Thanks to this morning's Denver Post, I'm a new woman. I learned I'm not a Baby Boomer - as I've thought for years - but a Gen X'er.
I'm not sure how the Post came up with the division of years that determine who gets what label: Gen Y spans just 15 years, Gen X 20, the Baby Boomers 19 and the Greatest Generation a whopping 33.
But I'm taking them at their word. Because under their definition, I'm a lot younger this morning than I was last night, when I thought that my birth in 1964 defined me as a Baby Boomer. The LAST year of the Baby Boomers, but one of them nonetheless. Happily, the Post story identifies people born between 1961 and 1981 as members of Gen-X.
I always resented the Baby Boomer label. After all, the leading wave of this massive generation is at the age of retirement. And while a part of me wishes I'd been around for the sexual revolution, hung out in San Francisco, maybe even worn a few flowers in my hair, I was a mere babe then and missed it all. If you're going to have the label, shouldn't you get to have the groovy memories, too?
Armed with this morning's happy news, my step is decidedly lighter. And I'm pretty sure my crow's feet are softer, most likely because the tension of being considered a Baby Boomer is gone. Sure in this new knowledge, my whole face has relaxed.
In celebrating the news today, I blew by my Van Morrison CD and went for Linkin Park, flipping through CDs with dexterous fingers blessedly free from arthritis. As of this morning, I know for sure the ache I sometimes feel there is carpal tunnel syndrome - the modern-day fallout from all that time spent IM'ing and Facebooking.

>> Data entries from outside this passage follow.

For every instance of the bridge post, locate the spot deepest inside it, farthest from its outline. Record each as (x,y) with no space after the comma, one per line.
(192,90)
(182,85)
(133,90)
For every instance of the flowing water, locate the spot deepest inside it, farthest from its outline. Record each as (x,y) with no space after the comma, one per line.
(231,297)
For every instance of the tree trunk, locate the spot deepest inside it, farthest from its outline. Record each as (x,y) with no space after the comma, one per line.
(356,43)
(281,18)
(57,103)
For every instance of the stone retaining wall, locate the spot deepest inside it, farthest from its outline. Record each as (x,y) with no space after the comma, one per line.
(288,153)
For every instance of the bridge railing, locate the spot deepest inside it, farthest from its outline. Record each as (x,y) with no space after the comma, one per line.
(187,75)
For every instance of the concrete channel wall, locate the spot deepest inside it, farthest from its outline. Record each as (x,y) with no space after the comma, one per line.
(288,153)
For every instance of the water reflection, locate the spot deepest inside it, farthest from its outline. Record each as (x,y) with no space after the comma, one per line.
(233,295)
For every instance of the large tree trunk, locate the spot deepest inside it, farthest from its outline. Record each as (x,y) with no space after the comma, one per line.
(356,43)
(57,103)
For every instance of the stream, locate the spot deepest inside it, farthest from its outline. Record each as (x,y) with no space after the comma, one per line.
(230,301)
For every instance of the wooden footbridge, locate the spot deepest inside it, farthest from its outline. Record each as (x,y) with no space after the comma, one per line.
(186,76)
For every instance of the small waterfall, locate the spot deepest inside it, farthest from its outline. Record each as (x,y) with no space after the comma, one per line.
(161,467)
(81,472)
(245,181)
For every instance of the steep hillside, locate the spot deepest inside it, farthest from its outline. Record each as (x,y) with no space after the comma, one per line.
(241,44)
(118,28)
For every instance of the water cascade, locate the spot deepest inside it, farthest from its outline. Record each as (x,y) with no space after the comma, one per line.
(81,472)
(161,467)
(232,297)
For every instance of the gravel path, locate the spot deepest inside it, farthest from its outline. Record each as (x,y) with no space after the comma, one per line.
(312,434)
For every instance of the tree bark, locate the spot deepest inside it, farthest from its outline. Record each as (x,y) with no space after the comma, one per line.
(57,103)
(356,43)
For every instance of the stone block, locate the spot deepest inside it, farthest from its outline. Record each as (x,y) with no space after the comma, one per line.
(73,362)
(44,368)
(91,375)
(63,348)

And happy day: I am now a member of the same generation as my 39-year-old boyfriend. Until today, I feared that since I'd reached back six years to find him, I might be considered by some a cougar - a term even more abhorrent to my ears than Baby Boomer. Not only is that no longer likely, our shared age category means we have one more thing in common. Oh, the things we can talk about!
The Baby Boomers, according to the Post's article, are defined by women's lib and the Beatles. Gen-X by video games and MTV. So what if the only video game I play really well is PacMan. Or that I remember the original, very wee Michael Jackson and all the words to the J-5's "2-4-6-8."
And so what if the Blockbuster clerk's face went blank last weekend when I told him his laugh reminded me of Horseshack on "Welcome Back, Kotter." Just as well because I realized too late it wasn't exactly a compliment.
I suppose I should be ashamed of my desire to distance myself from the Boomers. Not only was I one of them yesterday, but some of my best friends are still there. Rather, I should celebrate the fact that I'm on the fence, a lucky hodge-podge of both. Old enough to offer the Gen-X'ers sage advice, young enough to stand tall beside them in Tree Pose.
Now if you'll excuse me, all this thinking and writing and getting a new lease on life has me a little wrung out. I'm going to set my iPhone to vibrate, slip off my Skechers and stretch out on my platform bed. Then, I'll put on the Carpenter's Greatest Hits, unwind with a few sips of Ovaltine and take me a little nap.